By Elia Rodriquez

It didn’t look like much. The gallery and surrounding furniture consisted of a brief and narrow hallway leading into a room with four placid, bare, blue-gray walls, the light sifting through the windows to highlight the dirty gray floor and the gigantic roll of brown paper lying on the floor. A small group of two other students and myself was assembled by the art teacher to transform this room into a what it really was – an art gallery, meant to shelter grand displays of beauty, intellect, and human emotions. In other words, we were assigned to cover a section of the art room, and a human being, in brown paper in such a way so that it looked like they were being shipped off to Korea. Well, that sounds like fun, I thought, although I didn’t immediately get where the beauty, intellect, and emotion came in. The oldest student must have felt the same way, because he agreed to do the project immediately; the second student also agreed before turning towards me, motioning towards the door, and saying with a grin on his face, “Well, you can go now.”

            I simply respond that I would like to work on the project, and tell him, “You can’t get rid of me that easily.” He becomes very quiet, contemplating my words before saying rather ominously:

            “Oh, I can get rid of you very easily.”

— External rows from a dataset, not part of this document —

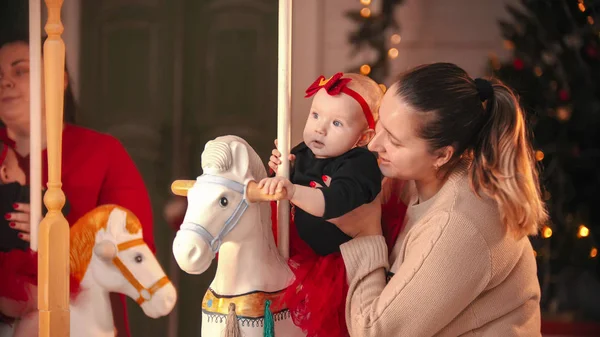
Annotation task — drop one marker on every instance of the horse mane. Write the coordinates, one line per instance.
(83, 236)
(217, 154)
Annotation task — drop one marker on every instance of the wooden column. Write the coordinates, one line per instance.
(53, 256)
(284, 114)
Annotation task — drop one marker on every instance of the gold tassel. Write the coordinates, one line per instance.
(232, 327)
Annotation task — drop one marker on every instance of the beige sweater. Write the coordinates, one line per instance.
(456, 272)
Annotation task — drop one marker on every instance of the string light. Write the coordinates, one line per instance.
(583, 232)
(563, 113)
(365, 69)
(546, 232)
(539, 155)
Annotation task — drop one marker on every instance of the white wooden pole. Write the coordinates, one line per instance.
(284, 99)
(35, 116)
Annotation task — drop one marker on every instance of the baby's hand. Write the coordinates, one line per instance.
(277, 184)
(275, 161)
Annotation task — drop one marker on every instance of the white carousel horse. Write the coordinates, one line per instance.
(224, 216)
(108, 254)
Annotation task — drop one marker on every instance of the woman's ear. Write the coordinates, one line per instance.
(444, 155)
(366, 137)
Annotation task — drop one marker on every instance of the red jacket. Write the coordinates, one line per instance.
(96, 170)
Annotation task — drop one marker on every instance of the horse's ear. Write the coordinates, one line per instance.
(241, 160)
(255, 194)
(106, 250)
(117, 220)
(181, 187)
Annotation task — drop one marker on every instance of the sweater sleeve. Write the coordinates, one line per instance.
(356, 182)
(446, 266)
(123, 185)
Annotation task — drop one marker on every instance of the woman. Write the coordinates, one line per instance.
(463, 264)
(96, 169)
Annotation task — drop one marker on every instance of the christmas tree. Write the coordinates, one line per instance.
(555, 68)
(377, 31)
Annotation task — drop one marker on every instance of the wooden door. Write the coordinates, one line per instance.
(165, 77)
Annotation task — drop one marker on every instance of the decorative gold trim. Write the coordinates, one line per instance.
(251, 305)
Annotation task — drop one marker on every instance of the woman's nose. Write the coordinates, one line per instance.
(6, 83)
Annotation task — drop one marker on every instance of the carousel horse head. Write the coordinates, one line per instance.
(223, 204)
(107, 250)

            “Oh really?” I ask, amused and intrigued as to what his answer could possibly be. Poisoning or an assassin? Bombs or an “accidental” push down three flights of stairs?

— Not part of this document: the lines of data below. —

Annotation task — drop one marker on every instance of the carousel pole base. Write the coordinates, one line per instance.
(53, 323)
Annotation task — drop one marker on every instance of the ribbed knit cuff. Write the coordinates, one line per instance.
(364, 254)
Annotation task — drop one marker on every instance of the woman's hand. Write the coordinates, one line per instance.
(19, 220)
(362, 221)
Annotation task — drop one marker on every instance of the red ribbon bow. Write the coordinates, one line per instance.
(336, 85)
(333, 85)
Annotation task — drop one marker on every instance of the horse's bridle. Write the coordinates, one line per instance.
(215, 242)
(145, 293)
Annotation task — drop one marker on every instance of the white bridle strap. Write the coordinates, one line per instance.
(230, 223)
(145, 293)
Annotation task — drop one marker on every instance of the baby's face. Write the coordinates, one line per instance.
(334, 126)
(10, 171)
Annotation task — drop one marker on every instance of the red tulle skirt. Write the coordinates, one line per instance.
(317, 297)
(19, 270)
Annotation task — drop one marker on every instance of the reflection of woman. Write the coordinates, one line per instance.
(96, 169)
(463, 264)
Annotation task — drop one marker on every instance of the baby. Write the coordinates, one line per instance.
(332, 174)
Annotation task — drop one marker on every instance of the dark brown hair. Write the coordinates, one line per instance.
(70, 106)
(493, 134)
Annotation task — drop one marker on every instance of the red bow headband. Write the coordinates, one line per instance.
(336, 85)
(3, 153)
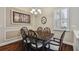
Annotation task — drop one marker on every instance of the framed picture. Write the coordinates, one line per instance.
(20, 17)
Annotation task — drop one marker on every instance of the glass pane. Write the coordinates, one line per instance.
(64, 13)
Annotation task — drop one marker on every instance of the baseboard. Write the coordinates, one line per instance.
(69, 43)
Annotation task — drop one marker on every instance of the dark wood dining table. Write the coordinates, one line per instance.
(45, 37)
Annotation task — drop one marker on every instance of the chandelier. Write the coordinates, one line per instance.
(36, 11)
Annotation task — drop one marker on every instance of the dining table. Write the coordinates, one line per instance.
(44, 37)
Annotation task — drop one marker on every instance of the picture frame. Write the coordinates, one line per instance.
(20, 17)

            “All I’ll have to do is call immigration,” he simply says. And then he breaks out into a huge laugh as I stand there not knowing how to respond to such an unexpected response.

            But really, I should’ve expected such a response all along. Brown eyes, brown hair, brown skin – I don’t need a scarlet letter attached to my clothes to let everyone know that I am mostly not of European descent. H for Hispanic, B for Brown, M for Mexican-American, it’s written all over my face. It doesn’t end there. After all, just like there was more than one way to interpret Hester’s letter A, there is more than one way to interpret brown skin, brown hair, and brown eyes, and unfortunately many of them are not very positive.

            As the second student already mentioned, it could stand for the letter I – I for illegal, or immigrant, or both. Most likely both. Perhaps it could also be interpreted as E, for extra, or U, for unwanted or unwelcome. To combat these assumptions and negative associations, perhaps I could iron my birth certificate stating that I was born at

Healdsburg Hospital before the maternity ward closed, and staple my parents’ green cards to my backpack for good measure. But skimming a piece of paper would take about ten seconds, while a simple glance confirming brown skin takes less than a second. This method doesn’t even address what I believe to be the basis of most prejudice, and that is fear.

            It is doubtful that Hispanics could be considered as a minority in Healdsburg as well as other areas of the United States, just as in San Jose, which has a large Asian population. Speaking with my cousins one day while passing some Chinese stores, I found out that they didn’t really like the strong Asian influence and people because they felt threatened by it – like “they were taking over.” Likewise, the same could be thought of with most other ethnicities, and now especially with the Latinos. However the Latino is also compounded with the stigmas of crime and dishonesty. After all, as an eleven year old girl phrased it, “Who would you trust – a white guy chillin’ and doing drugs or a Mexican guy?”

            Judgments based on appearances and first impressions are not necessarily an accurate way to judge a person. Yes, there are Hispanics who are illegal immigrants, or criminals, or both. But one must see past the brown skin, scarlet letters, and dingy gray floors in order to see what may lie unseen by the human eye.